Hypercausal Chain Demo
======================

Introduction
------------

This example demonstrates a multi-node hyper-causal chain simulation composed of three
connected nodes (**HCNode**) sharing a sequential temporal flow. Each node uses a
parametric backend (**ParametricBackend**) and cooperates through causal propagation
and gradient-based optimization.

---

General Flow Structure
----------------------

The model represents a **temporal hyper-causal system** where each node contributes to a
sequential information chain:

- **Parametric Backend**: transforms inputs via :math:`S_t = \tanh(w \cdot x_t + b)` and projects multiple possible futures.  
- **Linear Projector**: expands :math:`S_t` into :math:`K` candidate branches :math:`S_{t+1}^{(k)}`.  
- **Loss functions**: combine *task accuracy*, *temporal consistency*, and *branch coherence* for optimization.  
- **Gradient Descent**: updates all backends using finite-difference approximations.

How to Run
----------

.. code-block:: console

   # From the project root
   python -m examples.ex_hypercausal_chain_demo

   # Or directly
   python examples/ex_hypercausal_chain_demo.py

Relevant Code Snippets
----------------------

.. literalinclude:: ../../examples/ex_hypercausal_chain_demo.py
   :language: python
   :linenos:
   :lines: 40-137
   :caption: Definition of the ParametricBackend class (tanh transformation and projection)

.. literalinclude:: ../../examples/ex_hypercausal_chain_demo.py
   :language: python
   :linenos:
   :lines: 250-350
   :caption: Main function chain_demo_step() (chain flow, loss computation, and optimization)

Functional Explanation
----------------------

The hypercausal chain operates as a **multi-node causal model**, where each node processes,
projects, and corrects its state based on local losses and temporal dependencies.

1. **Parametric Transformation**

   Each node computes its local state:

   .. math::

      S_t = \tanh(w \cdot x_t + b)

   Here, :math:`w` and :math:`b` are node-specific parameters learned through gradient descent.
   The nonlinear :math:`\tanh` activation ensures numerical stability, bounding all internal states within :math:`(-1, 1)`.

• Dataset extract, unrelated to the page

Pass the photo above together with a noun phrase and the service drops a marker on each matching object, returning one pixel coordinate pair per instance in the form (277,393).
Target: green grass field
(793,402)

2. **Future Projection (Linear Projector)**

   Each state generates :math:`K` possible futures using a linear projector centered at the current
   state:

   .. math::

      S_{t+1}^{(k)} = \text{LinearProjector}(S_t), \quad k \in \{1, \dots, K\}

   This projection expands the local state into a hypercausal "fan" of possibilities,
   representing multiple potential outcomes for the next time step.

3. **Loss Composition**

   The total loss combines three complementary objectives:

   .. math::

      \mathcal{L}_{total} = \mathcal{L}_{task} + 0.5 \, \mathcal{L}_{consistency} + 0.3 \, \mathcal{L}_{coherence}

   - **Task Loss (MSE):**

     .. math::

        \mathcal{L}_{task} = \frac{1}{T} \sum_{t=1}^{T} \| S_t - Y_t \|^2

     Measures how close the node’s output is to the desired target trajectory.

   - **Consistency Loss (Triadic):**

     .. math::

        \mathcal{L}_{consistency} = \alpha \| S_t - S_{t-1} \|^2 + \beta \| S_t - \hat{S}_{t+1} \|^2

     Ensures smooth temporal evolution between past, present, and predicted future states.

   - **Coherence Loss:**

     .. math::

        \mathcal{L}_{coherence} = \text{Var}(S_{t+1}^{(k)})

     Penalizes excessive divergence among projected branches, maintaining causal stability.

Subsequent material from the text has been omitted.